It seems like you've got it backwards. Even unsafe rust is still more strict than C. Here's what the book has to say (
https://doc.rust-lang.org/book/ch20-01-unsafe-rust.html)
"You can take five actions in unsafe Rust that you can’t in safe Rust, which we call unsafe superpowers. Those superpowers include the ability to:
Dereference a raw pointer
Call an unsafe function or method
Access or modify a mutable static variable
Implement an unsafe trait
Access fields of a union
It’s important to understand that unsafe doesn’t turn off the borrow checker or disable any other of Rust’s safety checks: if you use a reference in unsafe code, it will still be checked. The unsafe keyword only gives you access to these five features that are then not checked by the compiler for memory safety. You’ll still get some degree of safety inside of an unsafe block.

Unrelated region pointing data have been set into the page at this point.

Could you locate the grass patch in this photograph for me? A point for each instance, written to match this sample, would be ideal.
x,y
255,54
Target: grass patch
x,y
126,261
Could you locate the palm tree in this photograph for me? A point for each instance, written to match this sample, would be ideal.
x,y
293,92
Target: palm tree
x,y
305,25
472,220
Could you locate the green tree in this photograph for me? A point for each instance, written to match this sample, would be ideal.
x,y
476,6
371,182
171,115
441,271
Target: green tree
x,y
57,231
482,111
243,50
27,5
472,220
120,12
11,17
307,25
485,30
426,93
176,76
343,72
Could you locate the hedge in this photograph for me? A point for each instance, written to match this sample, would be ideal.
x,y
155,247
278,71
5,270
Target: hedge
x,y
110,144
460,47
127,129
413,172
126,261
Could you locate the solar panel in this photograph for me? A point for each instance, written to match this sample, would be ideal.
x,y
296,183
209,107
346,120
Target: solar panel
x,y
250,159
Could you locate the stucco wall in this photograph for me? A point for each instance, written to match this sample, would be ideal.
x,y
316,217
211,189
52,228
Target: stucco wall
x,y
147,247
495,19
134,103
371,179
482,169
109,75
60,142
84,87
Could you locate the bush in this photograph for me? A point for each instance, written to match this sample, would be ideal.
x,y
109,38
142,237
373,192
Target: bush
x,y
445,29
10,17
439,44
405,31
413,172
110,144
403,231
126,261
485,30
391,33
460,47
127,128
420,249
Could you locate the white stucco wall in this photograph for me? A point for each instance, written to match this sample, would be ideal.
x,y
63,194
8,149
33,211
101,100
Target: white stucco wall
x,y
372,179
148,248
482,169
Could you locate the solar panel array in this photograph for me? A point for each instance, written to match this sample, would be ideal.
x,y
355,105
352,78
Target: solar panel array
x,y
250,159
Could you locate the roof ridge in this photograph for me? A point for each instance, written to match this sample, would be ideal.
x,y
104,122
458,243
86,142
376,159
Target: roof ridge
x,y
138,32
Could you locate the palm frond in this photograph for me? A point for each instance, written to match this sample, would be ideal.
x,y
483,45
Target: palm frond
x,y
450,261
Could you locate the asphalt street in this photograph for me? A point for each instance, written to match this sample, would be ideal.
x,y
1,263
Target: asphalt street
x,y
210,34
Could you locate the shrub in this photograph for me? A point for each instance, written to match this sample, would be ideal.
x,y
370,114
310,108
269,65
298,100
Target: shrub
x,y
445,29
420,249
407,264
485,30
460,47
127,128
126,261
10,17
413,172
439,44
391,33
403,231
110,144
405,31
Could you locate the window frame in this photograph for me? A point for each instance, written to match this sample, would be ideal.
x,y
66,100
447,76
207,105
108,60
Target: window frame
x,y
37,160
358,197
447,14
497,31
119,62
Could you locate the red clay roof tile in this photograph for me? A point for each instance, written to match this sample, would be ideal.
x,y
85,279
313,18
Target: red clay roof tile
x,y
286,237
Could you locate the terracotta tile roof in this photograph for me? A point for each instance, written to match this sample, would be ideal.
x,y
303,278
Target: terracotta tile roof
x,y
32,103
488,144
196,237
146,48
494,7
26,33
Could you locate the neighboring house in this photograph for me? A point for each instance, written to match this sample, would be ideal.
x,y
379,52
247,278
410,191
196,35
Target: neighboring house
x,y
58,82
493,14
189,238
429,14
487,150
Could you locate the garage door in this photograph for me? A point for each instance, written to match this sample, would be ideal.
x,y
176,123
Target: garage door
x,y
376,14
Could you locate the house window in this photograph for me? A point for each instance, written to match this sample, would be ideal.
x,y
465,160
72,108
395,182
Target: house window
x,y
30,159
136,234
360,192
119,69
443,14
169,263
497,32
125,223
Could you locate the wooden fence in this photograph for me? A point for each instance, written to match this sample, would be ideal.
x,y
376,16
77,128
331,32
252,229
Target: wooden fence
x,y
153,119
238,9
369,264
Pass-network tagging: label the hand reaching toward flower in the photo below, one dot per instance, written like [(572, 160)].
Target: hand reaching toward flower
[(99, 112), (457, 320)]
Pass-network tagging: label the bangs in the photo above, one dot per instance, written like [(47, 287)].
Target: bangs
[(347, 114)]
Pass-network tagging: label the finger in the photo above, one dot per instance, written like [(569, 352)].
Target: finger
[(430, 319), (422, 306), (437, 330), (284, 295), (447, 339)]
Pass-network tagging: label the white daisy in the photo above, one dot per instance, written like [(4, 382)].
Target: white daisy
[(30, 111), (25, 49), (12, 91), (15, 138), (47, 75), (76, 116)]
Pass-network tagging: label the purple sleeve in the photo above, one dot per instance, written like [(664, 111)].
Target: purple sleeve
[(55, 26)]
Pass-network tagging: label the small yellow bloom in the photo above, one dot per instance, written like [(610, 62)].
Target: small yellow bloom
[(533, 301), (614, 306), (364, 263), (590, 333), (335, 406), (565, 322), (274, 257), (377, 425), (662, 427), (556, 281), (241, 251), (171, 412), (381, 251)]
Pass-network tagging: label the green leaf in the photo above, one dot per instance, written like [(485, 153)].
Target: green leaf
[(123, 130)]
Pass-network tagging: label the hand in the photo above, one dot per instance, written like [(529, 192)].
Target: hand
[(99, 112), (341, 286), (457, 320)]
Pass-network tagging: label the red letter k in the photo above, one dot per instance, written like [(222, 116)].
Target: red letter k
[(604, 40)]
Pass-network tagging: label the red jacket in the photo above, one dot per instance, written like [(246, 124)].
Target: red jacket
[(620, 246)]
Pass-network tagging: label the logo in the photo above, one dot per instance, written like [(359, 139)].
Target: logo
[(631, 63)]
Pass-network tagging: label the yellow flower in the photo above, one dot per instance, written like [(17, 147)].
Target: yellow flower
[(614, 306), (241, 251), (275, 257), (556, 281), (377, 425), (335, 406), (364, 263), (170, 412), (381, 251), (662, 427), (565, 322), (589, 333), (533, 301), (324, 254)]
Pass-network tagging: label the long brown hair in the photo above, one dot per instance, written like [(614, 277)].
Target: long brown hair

In addition, unsafe does not mean the code inside the block is necessarily dangerous or that it will definitely have memory safety problems: the intent is that as the programmer, you’ll ensure the code inside an unsafe block will access memory in a valid way.
People are fallible, and mistakes will happen, but by requiring these five unsafe operations to be inside blocks annotated with unsafe you’ll know that any errors related to memory safety must be within an unsafe block. Keep unsafe blocks small; you’ll be thankful later when you investigate memory bugs."